The early restoration of arterial flow to the pelvis and lower limbs, and aggressive peri-operative management significantly reduces SCI following type I-III TAAA endovascular repair. With the use of these modified protocols, extensive TAAA endovascular repairs are associated with low rates of SCI.

摘要

目的/背景:脊髓缺血(SCI)是血管内胸腹主动脉瘤(TAAA)修复后一种破坏性的并发症。为了降低其发生率,作者于 2010 年 1 月实施了两项围手术期改变:(i)在部署中央器械后,所有大鞘管立即从髂动脉中撤出,然后再进行内脏血管的插管和分支扩张;(ii)修改围手术期方案,试图优化脊髓敏感细胞的氧输送(积极输血和血小板、监测平均动脉压>85mmHg 以及系统性脑脊液引流)。

方法

2004 年 10 月至 2013 年 12 月,使用定制的设备进行了 204 例血管内 TAAA 修复,这些设备制造时带有分支和开窗以维持内脏血管灌注。所有这些手术的数据都被前瞻性地收集在一个电子数据库中。
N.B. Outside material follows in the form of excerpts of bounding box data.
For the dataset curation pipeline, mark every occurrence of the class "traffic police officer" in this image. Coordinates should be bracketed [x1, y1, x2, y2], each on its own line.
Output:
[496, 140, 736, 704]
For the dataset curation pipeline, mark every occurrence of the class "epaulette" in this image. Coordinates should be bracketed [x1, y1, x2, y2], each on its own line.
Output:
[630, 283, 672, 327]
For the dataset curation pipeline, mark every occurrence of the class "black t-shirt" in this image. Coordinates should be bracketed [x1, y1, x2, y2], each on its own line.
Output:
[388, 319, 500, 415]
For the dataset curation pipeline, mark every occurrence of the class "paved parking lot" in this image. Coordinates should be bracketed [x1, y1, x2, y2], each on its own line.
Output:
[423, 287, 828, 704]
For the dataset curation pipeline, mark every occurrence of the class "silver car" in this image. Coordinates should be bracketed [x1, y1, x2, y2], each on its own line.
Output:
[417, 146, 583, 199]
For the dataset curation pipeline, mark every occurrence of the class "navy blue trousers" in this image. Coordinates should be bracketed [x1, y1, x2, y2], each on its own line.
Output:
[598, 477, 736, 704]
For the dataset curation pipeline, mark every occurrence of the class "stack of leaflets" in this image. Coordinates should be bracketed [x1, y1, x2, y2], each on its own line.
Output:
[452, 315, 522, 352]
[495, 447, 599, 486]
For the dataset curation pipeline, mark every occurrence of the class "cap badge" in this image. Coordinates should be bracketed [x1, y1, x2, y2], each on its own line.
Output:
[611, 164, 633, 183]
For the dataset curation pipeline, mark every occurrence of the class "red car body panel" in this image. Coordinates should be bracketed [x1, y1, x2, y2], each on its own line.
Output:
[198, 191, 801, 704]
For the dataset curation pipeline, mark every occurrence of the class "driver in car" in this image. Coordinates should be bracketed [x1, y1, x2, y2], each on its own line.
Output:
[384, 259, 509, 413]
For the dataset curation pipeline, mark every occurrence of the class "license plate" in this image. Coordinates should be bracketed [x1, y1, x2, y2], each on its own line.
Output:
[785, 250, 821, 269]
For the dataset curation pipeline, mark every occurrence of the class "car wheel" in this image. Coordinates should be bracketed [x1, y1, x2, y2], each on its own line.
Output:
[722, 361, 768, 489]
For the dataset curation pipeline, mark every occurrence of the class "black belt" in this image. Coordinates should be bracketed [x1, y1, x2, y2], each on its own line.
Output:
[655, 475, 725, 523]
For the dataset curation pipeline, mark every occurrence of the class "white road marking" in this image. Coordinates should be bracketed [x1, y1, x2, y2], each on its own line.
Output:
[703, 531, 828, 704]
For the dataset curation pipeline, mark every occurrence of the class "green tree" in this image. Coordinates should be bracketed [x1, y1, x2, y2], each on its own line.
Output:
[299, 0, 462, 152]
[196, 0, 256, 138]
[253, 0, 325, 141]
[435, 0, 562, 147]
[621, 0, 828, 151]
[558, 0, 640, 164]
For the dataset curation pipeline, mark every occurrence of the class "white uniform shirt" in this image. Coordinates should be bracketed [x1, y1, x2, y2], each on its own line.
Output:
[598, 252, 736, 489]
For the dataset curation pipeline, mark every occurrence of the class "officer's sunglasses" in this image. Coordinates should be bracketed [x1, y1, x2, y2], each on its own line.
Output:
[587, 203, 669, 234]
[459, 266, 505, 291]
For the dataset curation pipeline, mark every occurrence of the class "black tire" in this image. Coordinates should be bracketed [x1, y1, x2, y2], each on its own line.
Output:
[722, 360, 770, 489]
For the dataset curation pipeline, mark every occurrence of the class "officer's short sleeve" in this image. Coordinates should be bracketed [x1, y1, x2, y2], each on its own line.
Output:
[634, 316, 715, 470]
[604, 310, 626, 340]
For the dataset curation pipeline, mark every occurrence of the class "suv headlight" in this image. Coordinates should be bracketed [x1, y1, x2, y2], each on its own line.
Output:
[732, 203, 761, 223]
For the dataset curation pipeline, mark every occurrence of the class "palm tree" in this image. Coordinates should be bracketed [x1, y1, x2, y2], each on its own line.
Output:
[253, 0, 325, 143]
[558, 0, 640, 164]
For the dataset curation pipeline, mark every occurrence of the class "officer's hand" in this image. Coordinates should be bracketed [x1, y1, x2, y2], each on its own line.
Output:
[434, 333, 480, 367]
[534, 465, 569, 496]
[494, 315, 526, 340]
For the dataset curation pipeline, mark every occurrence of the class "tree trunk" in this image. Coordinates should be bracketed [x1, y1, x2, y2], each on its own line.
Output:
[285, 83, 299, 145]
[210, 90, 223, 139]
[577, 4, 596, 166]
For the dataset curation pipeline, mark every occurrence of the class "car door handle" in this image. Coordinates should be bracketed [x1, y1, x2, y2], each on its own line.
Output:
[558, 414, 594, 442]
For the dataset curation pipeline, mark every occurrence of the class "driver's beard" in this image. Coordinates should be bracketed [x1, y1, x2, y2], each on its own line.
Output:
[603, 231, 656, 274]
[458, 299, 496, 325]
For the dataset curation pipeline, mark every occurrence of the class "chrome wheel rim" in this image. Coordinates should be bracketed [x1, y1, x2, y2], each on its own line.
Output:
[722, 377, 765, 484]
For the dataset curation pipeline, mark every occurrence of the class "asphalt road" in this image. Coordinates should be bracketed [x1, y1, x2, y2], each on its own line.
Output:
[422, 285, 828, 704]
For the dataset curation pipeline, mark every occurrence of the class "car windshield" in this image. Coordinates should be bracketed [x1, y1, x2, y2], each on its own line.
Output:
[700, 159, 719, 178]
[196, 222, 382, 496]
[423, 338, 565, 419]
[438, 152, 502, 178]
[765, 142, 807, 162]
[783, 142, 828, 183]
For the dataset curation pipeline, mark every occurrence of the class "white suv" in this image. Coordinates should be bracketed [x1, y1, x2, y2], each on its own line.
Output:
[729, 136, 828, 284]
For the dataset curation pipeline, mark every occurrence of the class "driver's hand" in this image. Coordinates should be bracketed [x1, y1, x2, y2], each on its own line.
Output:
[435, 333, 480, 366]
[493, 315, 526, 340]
比较了接受改良植入和围手术期方案治疗前(组 1,n=43 例)和治疗后(组 2,n=161 例)患者的早期术后结果。

结果

组 1 和组 2 的患者合并症(修复时的中位年龄为 70.9 岁[范围 65.2-77.0 岁])、动脉瘤特征(中位直径为 58.5mm[范围 53-65mm])和手术时间(中位 190 分钟[范围 150-240 分钟])相似。组 1 的 30 天死亡率为 11.6%,组 2 为 5.6%(p=0.09)。SCI 发生率分别为 14.0%和 1.2%(p<0.01)。如果将 IV 型 TAAA 排除在本分析之外,组 1 的 SCI 发生率为 25.0%(24 例患者中有 6 例),组 2 为 2.1%(95 例患者中有 2 例)(p<0.01)。

结论

早期恢复骨盆和下肢的动脉血流以及积极的围手术期管理显著降低了 I-III 型 TAAA 血管内修复后的 SCI 发生率。使用这些改良方案,广泛的 TAAA 血管内修复与 SCI 发生率低有关。